Another ‘passion investment’ that might be worth a look at is classic cars. According to figures compiled by Knight Frank Research no other asset class has performed with more revs over the past decade with a 490 per cent rise in value compared with 241 per cent for wine, 232 per cent for coins and 226 per cent for art.

Andrew Shirley, editor of Knight Frank’s Wealth Report, says that cars have always risen in value after economic shocks such as the 2008 financial crash and there was no reason to suppose the pattern would not repeat itself post Brexit. An entry-level classic car could cost as little as £10,000 although the biggest rises in value have been seen at the higher octane end such as the 1955 Jaguar D-Type (pictured above) that fetched almost $21.8m at this year’s Monterey Classic Car event in California.

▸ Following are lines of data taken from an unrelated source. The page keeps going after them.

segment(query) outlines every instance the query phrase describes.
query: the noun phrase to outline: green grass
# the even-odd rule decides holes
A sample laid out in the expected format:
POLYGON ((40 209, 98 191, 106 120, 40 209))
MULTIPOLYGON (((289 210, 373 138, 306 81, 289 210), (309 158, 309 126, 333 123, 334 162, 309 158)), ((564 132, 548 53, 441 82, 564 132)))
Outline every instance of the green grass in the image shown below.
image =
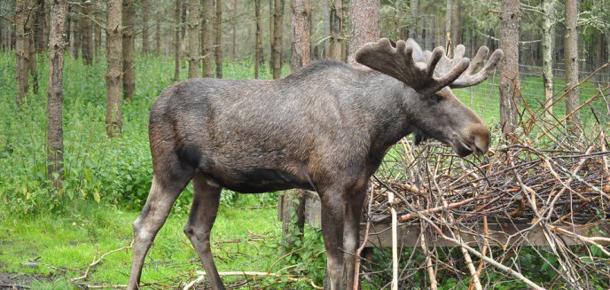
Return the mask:
MULTIPOLYGON (((146 199, 152 176, 148 114, 156 96, 173 83, 173 59, 138 57, 135 98, 123 106, 122 136, 109 139, 104 129, 105 60, 89 67, 69 57, 65 59, 65 189, 55 192, 46 169, 48 59, 43 54, 38 58, 40 92, 28 94, 24 108, 18 110, 14 106, 14 53, 0 53, 0 273, 40 278, 41 282, 33 285, 37 289, 73 288, 74 284, 69 278, 81 273, 69 269, 83 270, 96 255, 129 244, 131 223, 146 199), (36 260, 41 265, 22 266, 28 260, 36 260)), ((253 64, 248 59, 225 62, 223 71, 225 78, 254 77, 253 64)), ((185 79, 186 67, 181 73, 181 79, 185 79)), ((283 74, 287 73, 286 66, 283 74)), ((271 78, 266 67, 262 78, 271 78)), ((542 84, 530 82, 538 81, 536 78, 525 81, 522 92, 528 103, 536 106, 536 100, 544 98, 542 84)), ((490 82, 493 82, 455 92, 493 126, 499 119, 499 97, 497 88, 490 82)), ((559 81, 558 86, 561 85, 559 81)), ((592 84, 585 83, 581 99, 591 97, 595 90, 592 84)), ((602 105, 601 101, 594 103, 600 109, 602 105)), ((558 115, 563 114, 563 107, 564 102, 559 102, 555 111, 558 115)), ((583 119, 592 121, 586 114, 583 119)), ((144 281, 175 286, 192 278, 188 274, 201 270, 182 231, 192 197, 189 186, 176 201, 173 214, 155 241, 146 260, 144 281)), ((281 256, 278 249, 280 226, 276 222, 275 208, 239 208, 272 205, 275 197, 276 194, 244 196, 223 192, 212 240, 239 241, 213 246, 220 270, 266 271, 281 256), (262 237, 262 240, 245 240, 252 237, 262 237)), ((282 261, 273 271, 296 265, 291 270, 321 285, 325 262, 321 255, 324 247, 320 234, 308 227, 305 236, 305 245, 301 245, 305 248, 300 252, 301 258, 282 261)), ((386 263, 385 255, 378 258, 379 263, 386 263)), ((130 261, 131 250, 112 254, 82 283, 125 284, 130 261)), ((286 287, 285 284, 276 282, 266 279, 262 285, 267 288, 286 287)), ((307 284, 290 287, 309 288, 307 284)))
MULTIPOLYGON (((24 217, 3 213, 0 272, 37 277, 39 281, 32 286, 41 289, 52 288, 52 285, 57 289, 83 283, 126 284, 131 249, 106 255, 92 269, 87 280, 74 284, 68 280, 82 275, 70 269, 84 270, 94 257, 129 246, 133 237, 131 223, 137 214, 91 203, 81 203, 64 215, 40 213, 24 217), (22 265, 31 260, 40 265, 22 265)), ((194 271, 201 270, 195 251, 183 233, 185 222, 184 214, 175 211, 170 215, 146 258, 142 281, 177 285, 178 281, 192 279, 194 271), (167 282, 169 278, 175 280, 167 282)), ((275 208, 221 207, 211 238, 218 270, 268 270, 281 256, 278 249, 280 232, 275 208)))

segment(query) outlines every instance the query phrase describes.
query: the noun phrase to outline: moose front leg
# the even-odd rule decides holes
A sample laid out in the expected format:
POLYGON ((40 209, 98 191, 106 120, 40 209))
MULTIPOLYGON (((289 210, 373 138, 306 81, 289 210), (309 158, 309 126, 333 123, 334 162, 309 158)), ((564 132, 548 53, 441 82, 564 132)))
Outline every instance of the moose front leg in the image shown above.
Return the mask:
POLYGON ((340 191, 322 191, 321 200, 322 235, 326 247, 326 275, 325 289, 340 290, 344 268, 343 222, 346 196, 340 191))
POLYGON ((346 289, 351 290, 354 287, 354 269, 356 268, 356 248, 358 247, 358 232, 360 230, 360 216, 362 216, 362 207, 366 196, 366 188, 362 188, 354 192, 354 195, 348 198, 348 204, 345 210, 345 228, 343 230, 343 250, 345 251, 345 271, 343 279, 345 280, 346 289))

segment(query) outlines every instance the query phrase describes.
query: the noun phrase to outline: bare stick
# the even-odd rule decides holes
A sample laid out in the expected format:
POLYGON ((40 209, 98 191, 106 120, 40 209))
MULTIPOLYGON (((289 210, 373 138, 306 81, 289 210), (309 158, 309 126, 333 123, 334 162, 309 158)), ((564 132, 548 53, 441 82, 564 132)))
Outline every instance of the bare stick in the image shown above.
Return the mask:
POLYGON ((396 209, 392 205, 394 203, 394 192, 387 193, 387 203, 390 207, 392 215, 392 290, 398 290, 398 239, 396 233, 396 209))
POLYGON ((438 212, 441 212, 441 211, 443 211, 446 209, 459 208, 459 207, 469 204, 469 203, 475 201, 475 200, 490 199, 494 196, 496 196, 496 194, 480 195, 477 197, 465 199, 465 200, 461 200, 461 201, 450 203, 448 205, 443 205, 443 206, 440 206, 440 207, 436 207, 436 208, 429 208, 429 209, 426 209, 426 210, 421 210, 421 211, 418 211, 417 213, 403 215, 403 216, 400 216, 400 221, 401 222, 407 222, 407 221, 412 220, 412 219, 414 219, 414 218, 416 218, 421 215, 435 214, 435 213, 438 213, 438 212))
MULTIPOLYGON (((206 272, 203 271, 197 271, 197 274, 199 275, 199 277, 197 278, 197 279, 191 281, 189 284, 184 286, 183 288, 184 290, 188 290, 191 289, 193 286, 197 285, 198 283, 203 281, 204 278, 206 278, 206 272)), ((294 278, 291 275, 282 275, 282 274, 277 274, 277 273, 268 273, 268 272, 256 272, 256 271, 229 271, 229 272, 218 272, 219 276, 251 276, 251 277, 274 277, 274 278, 286 278, 288 281, 290 282, 300 282, 300 281, 307 281, 309 282, 312 287, 315 289, 322 289, 321 286, 317 286, 314 284, 313 280, 303 278, 294 278)))
POLYGON ((428 247, 426 245, 426 235, 424 234, 424 222, 419 221, 419 245, 421 249, 426 255, 426 268, 428 271, 428 278, 430 279, 430 289, 438 289, 438 283, 436 282, 436 273, 434 269, 432 267, 432 257, 430 257, 430 252, 428 251, 428 247))
POLYGON ((79 277, 76 277, 76 278, 71 278, 71 279, 70 279, 70 282, 74 282, 74 281, 78 281, 78 280, 82 280, 82 279, 87 278, 87 276, 89 275, 89 270, 91 269, 91 267, 93 267, 93 266, 97 265, 98 263, 99 263, 102 261, 102 259, 104 259, 104 257, 106 257, 106 255, 110 255, 110 254, 113 254, 113 253, 116 253, 116 252, 120 252, 120 251, 122 251, 122 250, 126 250, 126 249, 128 249, 128 248, 132 248, 132 247, 133 247, 133 239, 131 240, 131 243, 129 244, 129 246, 126 246, 126 247, 121 247, 121 248, 113 249, 113 250, 112 250, 112 251, 110 251, 110 252, 108 252, 108 253, 106 253, 106 254, 100 255, 100 256, 99 256, 99 259, 98 259, 98 260, 96 260, 96 257, 93 257, 93 262, 91 262, 91 263, 90 263, 90 264, 87 266, 87 270, 85 270, 85 273, 82 274, 82 276, 79 276, 79 277))

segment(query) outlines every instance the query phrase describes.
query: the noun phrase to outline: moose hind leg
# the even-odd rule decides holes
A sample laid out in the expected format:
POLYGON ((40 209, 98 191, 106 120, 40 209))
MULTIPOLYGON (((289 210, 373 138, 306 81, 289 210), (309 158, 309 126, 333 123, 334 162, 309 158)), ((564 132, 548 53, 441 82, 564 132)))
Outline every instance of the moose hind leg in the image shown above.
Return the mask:
POLYGON ((224 285, 218 275, 214 263, 210 247, 210 232, 218 213, 222 188, 209 180, 202 173, 193 178, 195 194, 191 208, 189 220, 184 226, 184 233, 195 247, 197 255, 203 263, 203 269, 210 279, 214 290, 224 289, 224 285))
POLYGON ((343 229, 343 249, 345 251, 345 270, 343 279, 347 289, 354 287, 354 272, 358 247, 360 216, 366 195, 366 187, 358 189, 348 199, 345 209, 345 228, 343 229))
POLYGON ((326 192, 322 200, 322 235, 326 248, 326 277, 325 289, 340 290, 343 275, 343 218, 345 196, 342 192, 326 192))
POLYGON ((127 286, 129 290, 139 289, 144 261, 151 245, 152 245, 154 237, 165 223, 174 201, 192 177, 192 173, 188 171, 183 173, 184 174, 173 176, 180 176, 180 179, 173 180, 171 183, 161 182, 157 177, 152 178, 152 185, 146 204, 133 223, 134 256, 129 282, 127 286))

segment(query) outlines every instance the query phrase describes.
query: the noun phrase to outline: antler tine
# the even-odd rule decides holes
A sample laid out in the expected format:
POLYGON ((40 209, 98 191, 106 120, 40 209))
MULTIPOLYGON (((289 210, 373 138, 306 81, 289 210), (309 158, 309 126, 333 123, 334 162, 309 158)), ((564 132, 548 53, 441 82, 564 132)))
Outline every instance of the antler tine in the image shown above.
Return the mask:
POLYGON ((374 70, 390 75, 413 88, 424 95, 431 95, 443 87, 450 85, 468 68, 470 60, 466 58, 456 58, 452 66, 443 67, 438 73, 437 66, 446 59, 445 51, 437 47, 430 52, 422 51, 413 40, 398 41, 395 46, 387 38, 381 38, 377 43, 367 43, 356 54, 357 62, 374 70))
POLYGON ((491 74, 493 74, 496 69, 496 66, 504 57, 504 51, 502 50, 496 50, 494 53, 491 54, 489 60, 488 60, 485 67, 475 74, 472 74, 473 72, 481 67, 483 59, 488 55, 489 50, 486 46, 482 46, 479 49, 476 56, 473 59, 472 64, 468 69, 464 73, 462 76, 458 78, 455 82, 450 84, 450 88, 466 88, 476 84, 479 84, 485 81, 491 74))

If none of the above appeals, or if you do not drink or drive – how about jewellery? Michael Rawlinson, chief executive of National Association of Jewellers, cautioned against regarding it as an investment market and said that Brexit has not yet had a major impact on prices. Still, nice to be able to get the baubles out for special occasions. A better, if less shiny, option, might be Lego sets. Boxes kept in pristine condition have risen in value by 12 per cent a year on average since 2000.

Whether in the end you opt for bonds or Bordeaux, gold or gems, there is another magic factor that no amount of analysis or spreadsheets can replace. Sheer luck.

Which expert predicted this year that Britain would vote Leave, Donald Trump would move into the White House… and Leicester City would top the Premier League (a treble combination, incidentally, that would have paid out more than £4.5m on a £1 stake at the bookies.) None, of course.

That is not to say it is all a gamble. Risks can be managed and some investments have reliably proved their worth over time. There is probably no better advice than the old saying – particularly in this bizarre Brexit era: don’t put all your eggs in one basket; and just as importantly – good things come to those who wait.